I saw the latest incarnation of King Kong about a week ago. (The movie-going experience was great. A top notch theater that I and my two friends had entirely to ourselves.)
As for the movie itself? Well it seems clear that director Peter Jackson loved the story a bit too much because he was loath to edit anything out. At 187 minutes, the movie is about 100 minutes too long.

King Kong - 2005
But what really got on my nerves were the action sequences which denied suspension of disbelief. With the aid of refined special effects this type of silly action sequence is becoming more and more common. Example: the movie features characters running through a stampede of brontosauruses. Peter Jackson didn't think that was dangerous enough so he threw in some raptor style dinos biting at the characters' heels. But that STILL wasn't enough, so the stampede goes from a confined canyon to an eroding precipice where our protagonists stay one hop and one split second away from blocks of the cliffs as they break off and fall into an incredible abyss. Admittedly many of the minor characters are done in but you knew they were doomed from the beginning. (Akin to that one poor red-shirted ensign that beams down with Kirk, Spock and McCoy.) You never feel that the leading characters are in any real danger because the action is too outrageous.

The scene's sheer outlandishness reminds the viewer that this could only happen in the virtual world of computers and movies. This realization takes the viewer out of the movie thereby dispelling involvement and suspense (and therefore: enjoyment).

Attention Hollywood directors: just because special effects can make a scene appear photo realistic, does not mean that any action depicted will also appear realistic. (Or even plausible in a world that is supposed to be our own and where the characters are supposed to be normal humans.) Note: This notion should not be confused with alternate worlds and realities (example: The Matrix, Superman, Star Wars, etc. etc. etc.), where the 'rules' of the world allow the viewer to suspend their disbelief.

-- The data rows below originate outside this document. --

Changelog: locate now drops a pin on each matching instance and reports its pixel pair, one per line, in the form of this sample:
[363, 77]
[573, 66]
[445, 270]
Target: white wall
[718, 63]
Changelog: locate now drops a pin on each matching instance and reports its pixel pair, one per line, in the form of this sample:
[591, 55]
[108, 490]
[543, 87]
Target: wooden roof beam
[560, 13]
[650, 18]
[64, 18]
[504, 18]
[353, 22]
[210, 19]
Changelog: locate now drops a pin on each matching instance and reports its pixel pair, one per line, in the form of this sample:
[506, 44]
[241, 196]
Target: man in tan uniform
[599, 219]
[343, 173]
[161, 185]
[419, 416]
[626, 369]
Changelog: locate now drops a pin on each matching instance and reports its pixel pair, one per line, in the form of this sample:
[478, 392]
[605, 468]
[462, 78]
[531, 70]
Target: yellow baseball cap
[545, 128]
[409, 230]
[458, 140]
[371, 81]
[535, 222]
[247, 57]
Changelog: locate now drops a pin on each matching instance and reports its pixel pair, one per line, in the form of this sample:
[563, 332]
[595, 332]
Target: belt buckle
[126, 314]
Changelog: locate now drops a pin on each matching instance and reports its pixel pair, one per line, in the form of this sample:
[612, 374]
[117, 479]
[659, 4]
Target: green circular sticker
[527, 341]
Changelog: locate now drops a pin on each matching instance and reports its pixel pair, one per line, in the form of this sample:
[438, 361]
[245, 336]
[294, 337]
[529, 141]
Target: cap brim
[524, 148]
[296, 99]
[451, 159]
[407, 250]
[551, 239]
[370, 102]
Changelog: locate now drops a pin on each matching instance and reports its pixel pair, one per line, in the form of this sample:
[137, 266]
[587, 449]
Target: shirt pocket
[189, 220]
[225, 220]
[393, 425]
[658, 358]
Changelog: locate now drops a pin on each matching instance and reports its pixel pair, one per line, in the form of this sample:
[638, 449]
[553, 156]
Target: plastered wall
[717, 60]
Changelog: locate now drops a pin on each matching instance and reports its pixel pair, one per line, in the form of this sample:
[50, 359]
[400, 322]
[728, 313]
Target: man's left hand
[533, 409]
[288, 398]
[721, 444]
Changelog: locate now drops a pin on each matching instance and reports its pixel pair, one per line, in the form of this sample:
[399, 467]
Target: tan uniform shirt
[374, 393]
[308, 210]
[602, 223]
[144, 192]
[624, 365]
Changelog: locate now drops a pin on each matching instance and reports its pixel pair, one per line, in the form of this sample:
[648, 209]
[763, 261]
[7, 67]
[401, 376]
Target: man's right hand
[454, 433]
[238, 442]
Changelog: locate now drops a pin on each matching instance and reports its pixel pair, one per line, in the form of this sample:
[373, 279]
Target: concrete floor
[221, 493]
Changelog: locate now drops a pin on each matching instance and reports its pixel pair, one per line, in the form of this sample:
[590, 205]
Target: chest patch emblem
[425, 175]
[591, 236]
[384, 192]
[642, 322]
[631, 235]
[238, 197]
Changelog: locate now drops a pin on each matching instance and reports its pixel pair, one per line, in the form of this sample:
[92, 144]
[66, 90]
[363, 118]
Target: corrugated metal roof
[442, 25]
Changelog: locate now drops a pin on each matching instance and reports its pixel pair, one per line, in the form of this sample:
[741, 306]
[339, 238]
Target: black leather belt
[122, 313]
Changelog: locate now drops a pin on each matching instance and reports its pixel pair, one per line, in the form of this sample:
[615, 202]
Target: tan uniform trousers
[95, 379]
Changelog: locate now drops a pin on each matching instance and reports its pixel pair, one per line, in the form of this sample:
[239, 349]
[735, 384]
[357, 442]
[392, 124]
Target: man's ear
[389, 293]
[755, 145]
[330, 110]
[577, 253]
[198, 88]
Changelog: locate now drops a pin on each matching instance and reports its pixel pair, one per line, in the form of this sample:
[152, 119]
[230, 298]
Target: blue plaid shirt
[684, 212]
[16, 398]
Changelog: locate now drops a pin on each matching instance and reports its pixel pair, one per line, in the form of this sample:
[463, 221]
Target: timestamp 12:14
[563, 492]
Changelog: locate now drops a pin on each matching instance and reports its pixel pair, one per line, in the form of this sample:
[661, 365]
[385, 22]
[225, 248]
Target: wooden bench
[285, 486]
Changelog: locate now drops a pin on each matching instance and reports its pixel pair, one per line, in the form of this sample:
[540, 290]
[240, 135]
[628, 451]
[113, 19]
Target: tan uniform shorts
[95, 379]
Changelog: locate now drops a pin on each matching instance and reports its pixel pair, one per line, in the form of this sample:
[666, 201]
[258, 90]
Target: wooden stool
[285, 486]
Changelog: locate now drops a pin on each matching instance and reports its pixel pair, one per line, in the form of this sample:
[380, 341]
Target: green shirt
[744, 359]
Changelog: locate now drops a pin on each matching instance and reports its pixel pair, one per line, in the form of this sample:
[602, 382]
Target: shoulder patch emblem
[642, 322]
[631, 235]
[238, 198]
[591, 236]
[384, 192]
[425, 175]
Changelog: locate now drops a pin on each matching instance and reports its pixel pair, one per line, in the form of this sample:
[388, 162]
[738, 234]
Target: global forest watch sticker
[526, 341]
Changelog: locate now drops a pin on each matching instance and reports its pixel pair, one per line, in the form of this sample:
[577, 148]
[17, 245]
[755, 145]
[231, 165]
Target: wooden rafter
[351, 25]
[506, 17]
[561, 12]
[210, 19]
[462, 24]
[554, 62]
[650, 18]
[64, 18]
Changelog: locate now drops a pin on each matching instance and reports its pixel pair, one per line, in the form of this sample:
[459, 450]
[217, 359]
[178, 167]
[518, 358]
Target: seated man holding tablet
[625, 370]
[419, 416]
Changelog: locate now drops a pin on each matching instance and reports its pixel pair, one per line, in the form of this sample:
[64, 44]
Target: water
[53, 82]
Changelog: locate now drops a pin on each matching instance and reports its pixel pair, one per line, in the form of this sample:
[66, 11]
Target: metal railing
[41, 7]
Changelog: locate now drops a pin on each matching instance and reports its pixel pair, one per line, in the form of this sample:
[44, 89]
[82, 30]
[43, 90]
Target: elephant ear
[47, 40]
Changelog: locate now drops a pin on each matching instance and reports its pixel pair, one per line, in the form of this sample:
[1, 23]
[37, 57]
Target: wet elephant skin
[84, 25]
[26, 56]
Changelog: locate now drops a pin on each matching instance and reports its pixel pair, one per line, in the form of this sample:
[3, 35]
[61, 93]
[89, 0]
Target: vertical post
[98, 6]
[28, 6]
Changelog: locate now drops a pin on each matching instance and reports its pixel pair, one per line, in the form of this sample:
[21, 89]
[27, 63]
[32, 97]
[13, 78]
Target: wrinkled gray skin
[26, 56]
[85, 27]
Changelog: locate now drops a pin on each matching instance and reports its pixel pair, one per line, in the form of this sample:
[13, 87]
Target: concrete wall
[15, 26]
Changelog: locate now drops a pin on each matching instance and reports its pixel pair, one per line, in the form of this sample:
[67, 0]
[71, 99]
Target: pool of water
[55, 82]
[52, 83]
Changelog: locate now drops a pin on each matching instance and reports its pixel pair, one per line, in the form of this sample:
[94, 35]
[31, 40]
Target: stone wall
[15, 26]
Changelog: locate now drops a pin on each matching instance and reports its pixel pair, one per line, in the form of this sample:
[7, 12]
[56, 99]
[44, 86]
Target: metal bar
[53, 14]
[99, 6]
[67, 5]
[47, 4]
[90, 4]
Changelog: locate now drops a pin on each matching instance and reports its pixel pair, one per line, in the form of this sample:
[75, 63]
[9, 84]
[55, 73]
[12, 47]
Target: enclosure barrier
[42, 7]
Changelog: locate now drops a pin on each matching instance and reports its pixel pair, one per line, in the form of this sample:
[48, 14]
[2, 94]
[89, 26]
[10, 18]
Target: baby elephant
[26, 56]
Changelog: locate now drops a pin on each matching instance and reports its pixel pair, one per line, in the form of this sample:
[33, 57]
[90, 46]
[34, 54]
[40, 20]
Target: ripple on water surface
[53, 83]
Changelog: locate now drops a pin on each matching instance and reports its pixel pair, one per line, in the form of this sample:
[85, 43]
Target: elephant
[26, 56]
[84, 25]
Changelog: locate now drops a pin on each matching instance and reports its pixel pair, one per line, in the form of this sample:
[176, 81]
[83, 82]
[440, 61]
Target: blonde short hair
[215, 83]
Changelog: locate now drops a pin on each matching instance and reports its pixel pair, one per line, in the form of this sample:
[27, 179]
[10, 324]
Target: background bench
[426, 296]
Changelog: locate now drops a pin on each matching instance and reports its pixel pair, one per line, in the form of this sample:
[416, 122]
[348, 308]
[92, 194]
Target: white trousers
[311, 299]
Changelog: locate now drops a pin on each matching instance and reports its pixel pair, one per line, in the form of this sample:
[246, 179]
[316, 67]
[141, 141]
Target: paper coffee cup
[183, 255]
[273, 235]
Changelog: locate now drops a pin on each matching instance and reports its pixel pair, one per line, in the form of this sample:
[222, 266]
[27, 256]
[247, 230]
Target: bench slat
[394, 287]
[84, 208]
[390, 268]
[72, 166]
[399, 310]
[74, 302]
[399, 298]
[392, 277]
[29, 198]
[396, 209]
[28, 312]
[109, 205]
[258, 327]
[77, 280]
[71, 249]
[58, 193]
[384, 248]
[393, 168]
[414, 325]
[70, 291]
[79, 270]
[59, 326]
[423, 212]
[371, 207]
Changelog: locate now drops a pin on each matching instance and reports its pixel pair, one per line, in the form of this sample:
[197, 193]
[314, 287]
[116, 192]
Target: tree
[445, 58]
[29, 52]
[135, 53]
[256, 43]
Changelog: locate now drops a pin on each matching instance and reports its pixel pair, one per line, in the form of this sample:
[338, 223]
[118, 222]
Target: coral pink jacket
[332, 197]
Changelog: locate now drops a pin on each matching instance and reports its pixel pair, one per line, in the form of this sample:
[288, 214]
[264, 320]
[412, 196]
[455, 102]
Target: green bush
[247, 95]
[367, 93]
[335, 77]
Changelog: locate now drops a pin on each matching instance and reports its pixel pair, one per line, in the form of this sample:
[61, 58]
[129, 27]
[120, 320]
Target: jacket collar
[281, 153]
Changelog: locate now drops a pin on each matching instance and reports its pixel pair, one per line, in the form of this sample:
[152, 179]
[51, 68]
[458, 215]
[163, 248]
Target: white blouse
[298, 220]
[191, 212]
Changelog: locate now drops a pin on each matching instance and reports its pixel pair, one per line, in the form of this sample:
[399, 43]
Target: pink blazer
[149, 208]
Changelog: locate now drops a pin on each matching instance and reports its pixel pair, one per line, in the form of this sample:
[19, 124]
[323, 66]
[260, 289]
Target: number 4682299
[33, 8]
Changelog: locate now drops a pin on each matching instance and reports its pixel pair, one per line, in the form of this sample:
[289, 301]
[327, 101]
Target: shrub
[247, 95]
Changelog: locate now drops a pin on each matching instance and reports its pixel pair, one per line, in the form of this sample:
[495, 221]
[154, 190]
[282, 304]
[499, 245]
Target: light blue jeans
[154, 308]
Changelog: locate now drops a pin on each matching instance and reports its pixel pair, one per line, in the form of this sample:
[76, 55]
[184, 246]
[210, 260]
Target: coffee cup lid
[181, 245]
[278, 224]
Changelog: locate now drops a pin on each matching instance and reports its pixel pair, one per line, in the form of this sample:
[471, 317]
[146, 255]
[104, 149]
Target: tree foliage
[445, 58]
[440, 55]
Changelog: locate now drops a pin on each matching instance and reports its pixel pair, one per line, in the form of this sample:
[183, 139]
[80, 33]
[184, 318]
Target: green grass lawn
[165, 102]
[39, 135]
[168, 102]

And yet! And yet: King Kong the ape himself, was masterfully executed. The giant ape represents the current pinnacle of a 'realistic' computer-generated character. The movie (and Ann Darrow) make the audience actually care about the big lug.

Sadly the King and Ms. Darrow are not enough to salvage this movie above a solid average flick.

'Twas over exuberance that killed the beast.


Friday, January 6th, 2006

A new year called for a little housekeeping. I've packed away some the essays from December 2003 to December 2004. And unlike past archives, I've finally wised up and decided to store the dusty old pages not by month but by year. Furthermore, I am going to continue leaving 2005's wares sitting out here in the main isle until January 2007 for ease of browsing.
(Wow, that dates looks like something from science fiction. And it is even weirder to think that in thirty years the kids born today will laugh at this by rusty bygone era. [- Damn little punks. Oh well, at least I didn't have to grow up fighting mutated, giant, irradiated rats and cockroaches in a post holocaust world.])

Happy New Year my loyal readers. Let's hope it's a good one.